Dagmar Symes, the General Manager of Phoenicia Beirut and Le Vendôme InterContinental Hotels, agreed with Ojeil on the overall situation. “It is slightly different from our perspective because with 470 rooms at Phoenicia, we rely on far more segments and business opportunities and the year overall was one of the best for years,” said Symes. With the gradual decrease of GCC visitors to Lebanon, the sector has shifted to the Iranian, Iraqi, Egyptian and Turkish segments, subsequently reducing dependence on Gulf countries. The sector adopted different strategic decisions and penetrated to diverse markets and business pipelines. “The ban didn’t affect us in a negative way, we didn’t lose out because we had an immediate replacement market that boosted the occupancy,” elucidated Symes.
Regarding the spending power at the hotel, Ojeil declared that the spending power at Le Gray is consistent. “Our guests and our tracked target market maintain their purchase power because it is a boutique hotel.” Symes sees that the Middle Eastern community’s spending power is higher than any other community. “They like to dine in, stay at the hotel and spend their money at the hotel. Unlike the European community who likes to explore the town and eat on the go.” The Lebanese expats were also the salvation to the tourism sector, they are boosting the demand especially during the leisure season. On the other hand, the hospitality sector in 2018 is booming compared to the Q1 in 2017, in spite of the parliamentary elections happening in May.
As for their predictions for 2020, the market will witness enhanced dynamics, with the help of the international community, investments in infrastructure will support the hospitality sector’s growth.

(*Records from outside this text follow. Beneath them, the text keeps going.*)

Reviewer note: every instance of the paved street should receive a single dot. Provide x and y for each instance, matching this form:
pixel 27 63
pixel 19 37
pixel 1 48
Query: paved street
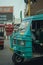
pixel 6 55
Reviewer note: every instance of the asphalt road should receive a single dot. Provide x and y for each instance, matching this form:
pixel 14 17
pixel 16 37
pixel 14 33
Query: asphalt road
pixel 6 55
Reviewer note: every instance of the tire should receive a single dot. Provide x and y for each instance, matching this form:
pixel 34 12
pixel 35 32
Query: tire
pixel 17 59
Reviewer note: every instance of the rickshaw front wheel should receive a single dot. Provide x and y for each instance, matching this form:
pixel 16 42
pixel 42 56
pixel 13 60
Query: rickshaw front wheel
pixel 17 59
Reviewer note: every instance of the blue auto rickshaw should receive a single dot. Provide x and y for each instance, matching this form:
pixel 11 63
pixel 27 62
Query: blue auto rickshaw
pixel 27 43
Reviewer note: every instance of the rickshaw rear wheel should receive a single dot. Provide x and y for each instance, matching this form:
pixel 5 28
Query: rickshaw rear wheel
pixel 17 59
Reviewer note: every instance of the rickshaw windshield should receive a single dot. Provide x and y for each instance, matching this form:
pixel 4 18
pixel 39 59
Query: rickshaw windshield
pixel 23 26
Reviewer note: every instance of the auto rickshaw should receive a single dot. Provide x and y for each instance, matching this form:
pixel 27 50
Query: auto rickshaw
pixel 27 43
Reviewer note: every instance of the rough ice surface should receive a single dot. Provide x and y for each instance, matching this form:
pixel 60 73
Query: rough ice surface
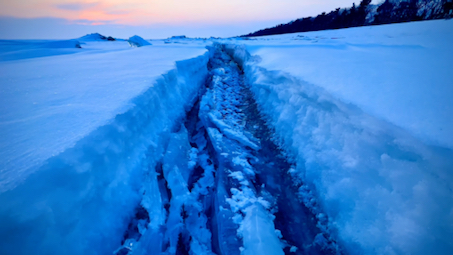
pixel 332 142
pixel 367 114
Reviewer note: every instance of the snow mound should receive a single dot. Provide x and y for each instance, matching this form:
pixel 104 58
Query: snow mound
pixel 137 41
pixel 62 44
pixel 96 37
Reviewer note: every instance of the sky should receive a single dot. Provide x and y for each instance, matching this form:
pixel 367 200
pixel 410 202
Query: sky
pixel 151 19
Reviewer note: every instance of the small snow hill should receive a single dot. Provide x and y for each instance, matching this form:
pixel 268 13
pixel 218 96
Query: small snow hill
pixel 96 37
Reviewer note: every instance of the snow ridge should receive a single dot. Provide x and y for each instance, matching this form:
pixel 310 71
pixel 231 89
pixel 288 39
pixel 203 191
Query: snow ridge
pixel 383 190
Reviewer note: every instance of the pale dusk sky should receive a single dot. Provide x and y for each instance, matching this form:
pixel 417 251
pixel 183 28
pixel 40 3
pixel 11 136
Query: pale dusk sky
pixel 52 19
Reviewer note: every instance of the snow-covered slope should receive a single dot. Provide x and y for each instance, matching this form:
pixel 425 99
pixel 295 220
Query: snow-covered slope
pixel 398 73
pixel 333 142
pixel 367 115
pixel 75 131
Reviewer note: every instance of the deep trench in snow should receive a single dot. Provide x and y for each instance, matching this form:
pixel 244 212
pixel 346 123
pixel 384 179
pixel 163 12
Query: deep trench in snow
pixel 224 185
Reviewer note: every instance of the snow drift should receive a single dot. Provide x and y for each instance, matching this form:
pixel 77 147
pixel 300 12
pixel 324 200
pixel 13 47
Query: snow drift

The estimates of the values of gas and oil reserves will definitely contribute to an increase in the GDP and economic growth of Lebanon over the coming 5 years. “We will receive CEOs, engineers, and managers at our hotels, we will be organizing their conferences,” noted Ojeil. As Symes elaborated, in addition to the great business the oil and gas sector will carry, the construction of Syria will start from Lebanon. “We will definitely get new business which started anyway”. Finally, Symes urged the government to invest in infrastructure to promote a healthy touristic development.